Vicky Matthews, child nutrition director for Lee County Schools, said she spoke with both Kennedy and workers at the school cafeteria to get to the bottom of the issue, and that she later settled Kennedy’s son’s account herself.

Kennedy, for her part, said she still dislikes the policy but is satisfied with the response and now understands the cafeteria staff’s predicament better. She said a school employee told her some children will take advantage of leniency to get food without paying, so they have to be strict.

Haislip said she has a personal fund that she lets children use in special circumstances, both for rewards and in times of need, but there’s no general back-up fund that automatically kicks in to cover overdrawn accounts. Haislip, though, said she would love to see the school district create something such as that — especially since it’s one of the few changes actually possible at the county level.

“I just wish we would go to a system where every child gets lunch, but that’s a question that has to be answered at a much larger level,” she said. “We can’t address that locally.”

Kennedy also called for changes, saying it’s sad public schools are so cash-strapped they have to closely monitor debts — even those that are less than $1, like her son’s.

“I mean, it’s just absurd,” she said. “We give prisoners free food, and we can’t even give kids food if they owe 80 cents?”

However, discussions such as that must happen at the national level because the federal government oversees school food programs. And Matthews, a longtime deputy in the nutrition department who took over the top spot last month, said local schools have considered smaller changes.

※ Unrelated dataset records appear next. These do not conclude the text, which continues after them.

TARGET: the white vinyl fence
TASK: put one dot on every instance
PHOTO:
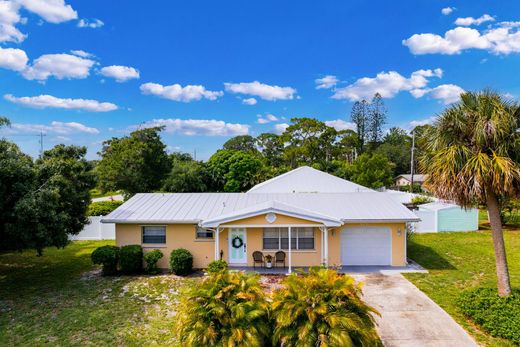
(96, 230)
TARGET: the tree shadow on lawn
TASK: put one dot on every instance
(428, 258)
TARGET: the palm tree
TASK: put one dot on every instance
(472, 157)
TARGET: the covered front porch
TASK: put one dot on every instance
(302, 237)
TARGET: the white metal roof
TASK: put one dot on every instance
(198, 207)
(272, 207)
(307, 180)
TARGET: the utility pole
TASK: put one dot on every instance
(412, 162)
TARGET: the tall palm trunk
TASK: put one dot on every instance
(504, 285)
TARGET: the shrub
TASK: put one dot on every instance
(181, 262)
(131, 259)
(102, 208)
(226, 309)
(108, 256)
(151, 258)
(322, 308)
(217, 266)
(500, 316)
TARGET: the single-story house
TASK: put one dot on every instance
(334, 222)
(406, 180)
(442, 216)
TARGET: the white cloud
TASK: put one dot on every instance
(447, 93)
(49, 101)
(120, 73)
(177, 92)
(447, 10)
(82, 54)
(61, 128)
(93, 24)
(249, 101)
(503, 38)
(280, 128)
(13, 59)
(261, 90)
(9, 17)
(388, 84)
(467, 21)
(340, 124)
(53, 11)
(193, 127)
(59, 66)
(326, 82)
(268, 118)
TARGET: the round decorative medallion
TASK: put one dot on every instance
(270, 218)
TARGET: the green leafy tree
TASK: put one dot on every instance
(57, 204)
(322, 308)
(17, 179)
(234, 171)
(271, 147)
(360, 115)
(186, 177)
(377, 120)
(245, 143)
(396, 147)
(472, 156)
(135, 163)
(372, 170)
(226, 309)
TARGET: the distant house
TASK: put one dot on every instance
(328, 220)
(406, 180)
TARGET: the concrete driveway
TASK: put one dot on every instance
(408, 316)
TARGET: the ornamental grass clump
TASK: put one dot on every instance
(322, 308)
(226, 309)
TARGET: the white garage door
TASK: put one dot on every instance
(366, 246)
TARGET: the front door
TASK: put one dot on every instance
(237, 246)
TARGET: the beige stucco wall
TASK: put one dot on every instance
(183, 236)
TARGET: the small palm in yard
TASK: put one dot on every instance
(226, 309)
(322, 308)
(472, 157)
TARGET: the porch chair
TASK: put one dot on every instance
(258, 257)
(279, 257)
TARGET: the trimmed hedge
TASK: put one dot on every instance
(181, 262)
(131, 259)
(151, 258)
(108, 256)
(102, 208)
(217, 266)
(499, 316)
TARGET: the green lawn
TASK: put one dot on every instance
(458, 261)
(52, 300)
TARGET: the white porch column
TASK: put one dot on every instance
(290, 253)
(217, 243)
(326, 246)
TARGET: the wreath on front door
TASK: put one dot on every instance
(237, 242)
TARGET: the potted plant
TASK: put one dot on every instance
(269, 261)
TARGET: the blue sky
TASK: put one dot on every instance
(86, 71)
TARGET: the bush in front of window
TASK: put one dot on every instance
(151, 258)
(131, 259)
(217, 266)
(181, 262)
(108, 256)
(225, 309)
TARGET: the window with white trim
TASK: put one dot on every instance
(154, 234)
(204, 234)
(278, 238)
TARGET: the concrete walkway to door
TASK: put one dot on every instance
(408, 316)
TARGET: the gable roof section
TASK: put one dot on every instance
(272, 207)
(307, 180)
(195, 208)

Having students pay before being served, she said, could cut down on the embarrassment of a student having a lunch taken back in front of other students. Nothing has come about yet, but Matthews said it’s one thing she’ll be looking into more this summer.

When students can’t pay for a hot lunch, they still are required to receive a peanut butter and jelly or cheese sandwich. Yet when school’s not in, hundreds of local children can’t even count on getting that much.

About two-thirds of Lee County’s 10,000-plus public school students qualify for free or reduced-price meals at school. Outside of school, some of their families rely on food banks or other charity. There’s also Backpack Pals through Communities In Schools of Lee County, which aims to feed children who might not otherwise eat over the weekends.

That program gives kids backpacks filled with around a dozen non-perishable, easy-to-fix meals or snacks every Friday. It began in 2008 serving 40 children at three schools. It now serves 350 kids at 10 schools, including every elementary school.